NanoDrop Instructions

NanoDrop Instructions

Nanodrop Instructions

General info

• UV-Vis Spectrophotometer

• Only needs 1-2 µL sample

• Assesses quality and quantity

• Wireless data transfer- will it reach 5th floor from Nanodrop on 4th floor? Probably easiest to use USB flash drive

• View data using Nanodrop One/Oneᶜ Viewer software

Important instructions:

• Only wipe upper and lower pedestals with a clean, dry, lint-free wipe. Do NOT use a paper towel

• Do NOT spray or squirt any liquid onto the NanoDrop

• Only micropipettes should be used to dispense liquid onto the lower pedestal

• When measuring samples IMMEDIATELY click Measure after lowering the sampling arm

• Wipe pedestals clean ASAP after taking sample measurements so the sample doesn’t dry on the pedestals

• Use a fresh pipette tip and fresh drop of sample for each measurement

• Always clean the pedestals with dH₂O and a lint-free wipe at the very beginning and very end of taking measurements

When you go down to Dr. Chang’s lab on the 4th floor bring:

• Samples

• Micropipette

• Pipette tips

• Gloves

• Also don’t forget to introduce yourself and ask Dr.
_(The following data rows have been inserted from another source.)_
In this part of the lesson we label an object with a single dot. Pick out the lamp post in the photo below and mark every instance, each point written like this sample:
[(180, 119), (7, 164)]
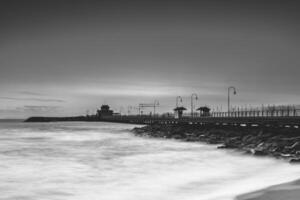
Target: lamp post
[(178, 98), (156, 103), (193, 96), (234, 92)]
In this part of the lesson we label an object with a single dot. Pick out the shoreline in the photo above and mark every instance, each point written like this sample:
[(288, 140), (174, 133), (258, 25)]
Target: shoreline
[(259, 141), (284, 191), (278, 143)]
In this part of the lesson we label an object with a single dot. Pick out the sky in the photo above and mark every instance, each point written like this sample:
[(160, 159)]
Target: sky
[(63, 58)]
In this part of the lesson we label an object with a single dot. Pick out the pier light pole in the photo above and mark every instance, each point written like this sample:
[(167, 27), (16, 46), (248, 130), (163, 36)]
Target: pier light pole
[(193, 96), (178, 98), (234, 92), (156, 103)]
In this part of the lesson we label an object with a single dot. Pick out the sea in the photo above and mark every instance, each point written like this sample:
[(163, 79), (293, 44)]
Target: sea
[(106, 161)]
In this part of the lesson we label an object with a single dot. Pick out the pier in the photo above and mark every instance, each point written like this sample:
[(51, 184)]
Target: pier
[(268, 121)]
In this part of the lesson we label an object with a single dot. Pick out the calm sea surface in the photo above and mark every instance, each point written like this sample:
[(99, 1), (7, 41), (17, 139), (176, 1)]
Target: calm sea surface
[(104, 161)]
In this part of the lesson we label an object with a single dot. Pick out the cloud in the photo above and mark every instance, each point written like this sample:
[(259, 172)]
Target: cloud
[(32, 99)]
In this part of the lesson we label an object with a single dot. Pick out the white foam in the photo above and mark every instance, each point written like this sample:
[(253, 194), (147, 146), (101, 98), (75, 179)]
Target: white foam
[(98, 161)]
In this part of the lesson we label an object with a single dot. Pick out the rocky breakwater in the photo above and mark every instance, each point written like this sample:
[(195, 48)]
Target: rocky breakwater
[(277, 142)]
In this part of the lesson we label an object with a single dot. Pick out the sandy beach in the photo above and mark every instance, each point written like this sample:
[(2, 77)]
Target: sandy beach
[(287, 191)]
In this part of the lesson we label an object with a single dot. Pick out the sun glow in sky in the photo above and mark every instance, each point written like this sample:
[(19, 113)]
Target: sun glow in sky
[(63, 58)]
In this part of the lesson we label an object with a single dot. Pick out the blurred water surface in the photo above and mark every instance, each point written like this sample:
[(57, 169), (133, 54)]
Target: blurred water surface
[(104, 161)]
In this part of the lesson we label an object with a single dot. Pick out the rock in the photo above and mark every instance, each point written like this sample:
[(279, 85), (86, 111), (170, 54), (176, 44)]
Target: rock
[(258, 152)]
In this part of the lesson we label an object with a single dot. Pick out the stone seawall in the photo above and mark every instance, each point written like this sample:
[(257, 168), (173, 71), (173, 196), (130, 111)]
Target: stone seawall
[(280, 142)]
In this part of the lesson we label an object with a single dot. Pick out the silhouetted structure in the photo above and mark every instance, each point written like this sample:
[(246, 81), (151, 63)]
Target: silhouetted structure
[(179, 111), (104, 112), (204, 111)]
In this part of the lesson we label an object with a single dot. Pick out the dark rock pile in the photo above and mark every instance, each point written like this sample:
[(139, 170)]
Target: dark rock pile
[(277, 142)]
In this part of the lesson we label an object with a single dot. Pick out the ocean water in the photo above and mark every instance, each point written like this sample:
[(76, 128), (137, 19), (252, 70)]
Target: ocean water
[(104, 161)]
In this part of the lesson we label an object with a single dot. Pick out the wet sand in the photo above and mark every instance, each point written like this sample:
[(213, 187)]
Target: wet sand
[(287, 191)]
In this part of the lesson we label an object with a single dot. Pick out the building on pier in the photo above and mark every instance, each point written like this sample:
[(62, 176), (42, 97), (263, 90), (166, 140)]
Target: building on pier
[(104, 112), (204, 111), (178, 112)]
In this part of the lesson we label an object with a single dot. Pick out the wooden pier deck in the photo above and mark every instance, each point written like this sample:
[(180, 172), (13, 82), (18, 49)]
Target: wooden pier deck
[(282, 121)]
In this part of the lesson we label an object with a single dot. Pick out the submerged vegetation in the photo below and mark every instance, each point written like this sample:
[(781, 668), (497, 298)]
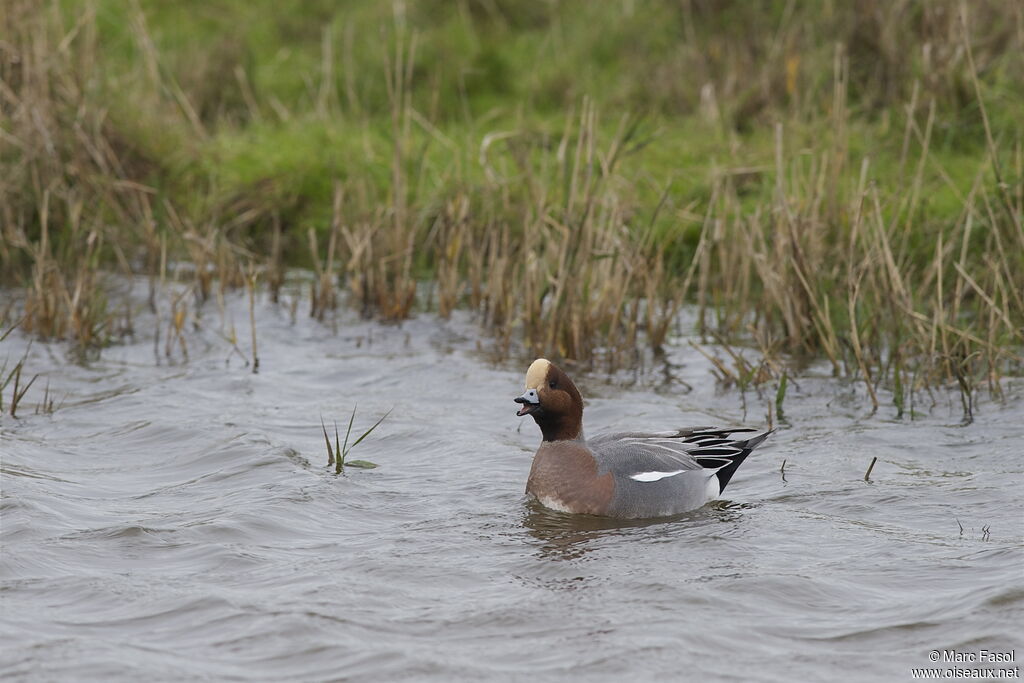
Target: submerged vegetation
[(837, 180)]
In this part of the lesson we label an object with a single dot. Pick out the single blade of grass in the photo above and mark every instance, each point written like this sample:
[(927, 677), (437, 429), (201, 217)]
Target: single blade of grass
[(327, 440), (344, 450), (363, 464), (367, 433)]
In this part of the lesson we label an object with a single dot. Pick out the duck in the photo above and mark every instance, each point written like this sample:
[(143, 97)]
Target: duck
[(629, 475)]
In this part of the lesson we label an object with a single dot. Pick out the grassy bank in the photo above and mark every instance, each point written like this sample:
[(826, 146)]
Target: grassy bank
[(824, 179)]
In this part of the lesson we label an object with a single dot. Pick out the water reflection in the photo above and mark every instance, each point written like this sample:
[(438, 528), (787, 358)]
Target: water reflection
[(568, 537)]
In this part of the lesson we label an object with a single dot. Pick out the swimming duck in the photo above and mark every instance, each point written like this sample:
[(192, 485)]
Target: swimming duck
[(626, 474)]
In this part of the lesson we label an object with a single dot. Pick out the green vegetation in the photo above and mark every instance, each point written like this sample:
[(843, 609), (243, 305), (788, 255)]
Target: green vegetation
[(338, 455), (830, 179)]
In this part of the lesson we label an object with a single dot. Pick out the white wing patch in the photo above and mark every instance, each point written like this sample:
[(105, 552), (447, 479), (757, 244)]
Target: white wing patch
[(654, 476)]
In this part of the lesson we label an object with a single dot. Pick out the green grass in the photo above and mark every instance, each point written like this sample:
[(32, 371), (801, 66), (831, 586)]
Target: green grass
[(243, 122)]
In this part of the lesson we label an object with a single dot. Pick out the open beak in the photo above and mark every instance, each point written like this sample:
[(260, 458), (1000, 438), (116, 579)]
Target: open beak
[(530, 402)]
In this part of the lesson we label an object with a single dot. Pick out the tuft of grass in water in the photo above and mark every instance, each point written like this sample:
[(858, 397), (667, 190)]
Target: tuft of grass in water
[(18, 388), (338, 455)]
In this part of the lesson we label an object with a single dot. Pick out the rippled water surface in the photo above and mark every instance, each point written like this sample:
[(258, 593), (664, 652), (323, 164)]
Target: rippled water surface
[(176, 520)]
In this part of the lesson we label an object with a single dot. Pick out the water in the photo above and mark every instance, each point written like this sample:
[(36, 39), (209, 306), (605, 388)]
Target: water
[(177, 521)]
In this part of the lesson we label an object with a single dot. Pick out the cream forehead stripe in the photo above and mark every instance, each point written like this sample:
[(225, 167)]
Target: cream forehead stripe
[(538, 373)]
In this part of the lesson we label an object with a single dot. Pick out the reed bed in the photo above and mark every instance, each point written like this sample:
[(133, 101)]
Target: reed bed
[(814, 208)]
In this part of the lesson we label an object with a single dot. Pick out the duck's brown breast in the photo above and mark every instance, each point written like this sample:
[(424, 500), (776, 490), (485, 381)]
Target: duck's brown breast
[(564, 477)]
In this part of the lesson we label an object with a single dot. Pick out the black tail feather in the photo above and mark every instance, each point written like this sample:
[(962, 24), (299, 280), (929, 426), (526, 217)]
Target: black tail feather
[(727, 458)]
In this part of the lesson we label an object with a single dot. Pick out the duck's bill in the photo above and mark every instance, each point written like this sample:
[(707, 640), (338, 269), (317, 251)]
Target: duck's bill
[(529, 403)]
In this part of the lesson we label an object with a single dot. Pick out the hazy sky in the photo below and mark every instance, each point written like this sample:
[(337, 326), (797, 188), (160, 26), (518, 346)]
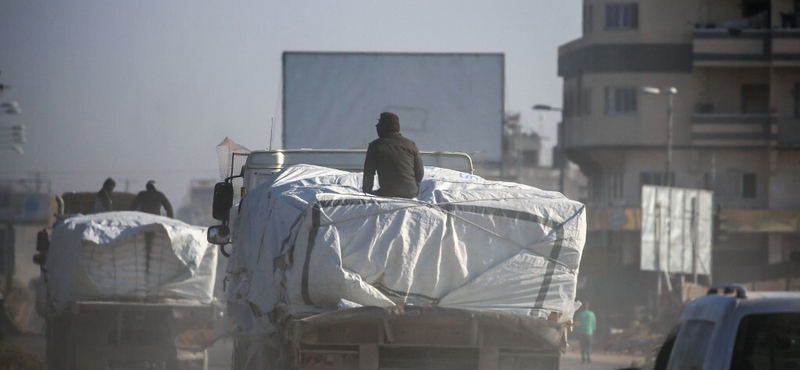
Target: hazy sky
[(142, 90)]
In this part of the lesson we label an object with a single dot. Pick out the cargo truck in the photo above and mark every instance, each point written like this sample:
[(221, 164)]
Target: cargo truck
[(124, 289), (472, 274)]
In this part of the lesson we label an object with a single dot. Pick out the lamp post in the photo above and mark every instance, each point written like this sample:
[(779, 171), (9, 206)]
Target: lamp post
[(670, 92), (16, 133), (563, 163), (10, 108)]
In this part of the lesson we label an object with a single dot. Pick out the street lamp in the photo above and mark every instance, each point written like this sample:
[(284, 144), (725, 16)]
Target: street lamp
[(15, 134), (669, 91), (10, 108), (563, 158)]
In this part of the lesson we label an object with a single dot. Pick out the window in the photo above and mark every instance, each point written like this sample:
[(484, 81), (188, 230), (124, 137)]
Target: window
[(654, 178), (621, 100), (587, 19), (586, 102), (594, 187), (691, 345), (622, 16), (569, 104), (748, 185), (615, 186), (733, 184), (755, 99)]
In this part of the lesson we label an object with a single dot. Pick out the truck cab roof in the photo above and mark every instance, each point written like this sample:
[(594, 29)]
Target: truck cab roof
[(262, 164)]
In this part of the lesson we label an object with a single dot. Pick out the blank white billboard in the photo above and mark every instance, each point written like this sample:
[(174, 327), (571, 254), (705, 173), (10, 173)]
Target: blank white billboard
[(446, 102), (677, 227)]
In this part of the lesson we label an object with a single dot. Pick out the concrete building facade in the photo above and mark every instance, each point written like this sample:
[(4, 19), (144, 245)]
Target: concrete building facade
[(735, 131)]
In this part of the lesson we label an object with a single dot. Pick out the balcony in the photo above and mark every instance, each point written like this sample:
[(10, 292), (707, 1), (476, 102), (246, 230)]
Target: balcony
[(730, 220), (733, 130), (746, 47)]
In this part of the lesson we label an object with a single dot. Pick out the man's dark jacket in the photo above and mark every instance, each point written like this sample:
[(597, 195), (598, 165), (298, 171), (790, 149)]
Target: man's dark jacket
[(150, 201), (398, 163)]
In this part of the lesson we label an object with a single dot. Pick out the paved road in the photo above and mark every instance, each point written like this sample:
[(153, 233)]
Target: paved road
[(600, 360)]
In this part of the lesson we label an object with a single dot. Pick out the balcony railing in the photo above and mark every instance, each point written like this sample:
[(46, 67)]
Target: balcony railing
[(746, 47), (739, 130)]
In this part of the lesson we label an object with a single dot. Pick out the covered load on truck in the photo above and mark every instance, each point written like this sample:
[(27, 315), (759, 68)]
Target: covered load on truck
[(309, 241), (126, 290), (131, 256)]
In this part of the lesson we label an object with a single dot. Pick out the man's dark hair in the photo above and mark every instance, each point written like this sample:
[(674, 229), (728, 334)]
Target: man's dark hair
[(109, 183), (388, 123)]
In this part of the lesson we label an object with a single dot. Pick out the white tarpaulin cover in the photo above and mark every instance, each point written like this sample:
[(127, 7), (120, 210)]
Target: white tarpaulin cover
[(128, 256), (312, 238)]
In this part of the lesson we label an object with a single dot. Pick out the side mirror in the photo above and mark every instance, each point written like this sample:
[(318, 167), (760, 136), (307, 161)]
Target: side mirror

Chang if it’s okay to use the Nanodrop

Measuring DNA and RNA

1. Clean pedestal surfaces prior to starting

   • Cleaning

     • Use dH₂O and a lint-free laboratory wipe to clean upper and lower pedestals, and then dry with kimwipe

     • Do NOT spray or squirt water onto NanoDrop

     • If there is a dried sample stuck on the pedestals use a 3 µL drop of HCl followed by 3 µL of dH₂O to clean

   • Reconditioning (DO NOT HAVE TO DO)

     • Use the applicator in the reconditioning kit, take a pin-head sized amount of NanoDrop Pedestal Reconditioning Compound (PR-1)

     • Apply a thin even layer of PR-1 to the flat part of the lower and upper pedestals

     • Wait 30 seconds for the PR-1 to dry

     • Fold a lint-free laboratory wipe into quarters and wipe PR-1 off until no more dark PR-1 compound residue shows up on the wipe

2. Take a blank measurement using the same buffer as used in the sample

   • Pipette 1- 2 µL of blank buffer (usually MBG H₂O) onto lower pedestal

   • Lower sampling arm

   • Click Blank

   • Wipe pedestals with dry, lint-free wipe

   • Do NOT use samples or blank buffers containing hydrofluoric acid (HF)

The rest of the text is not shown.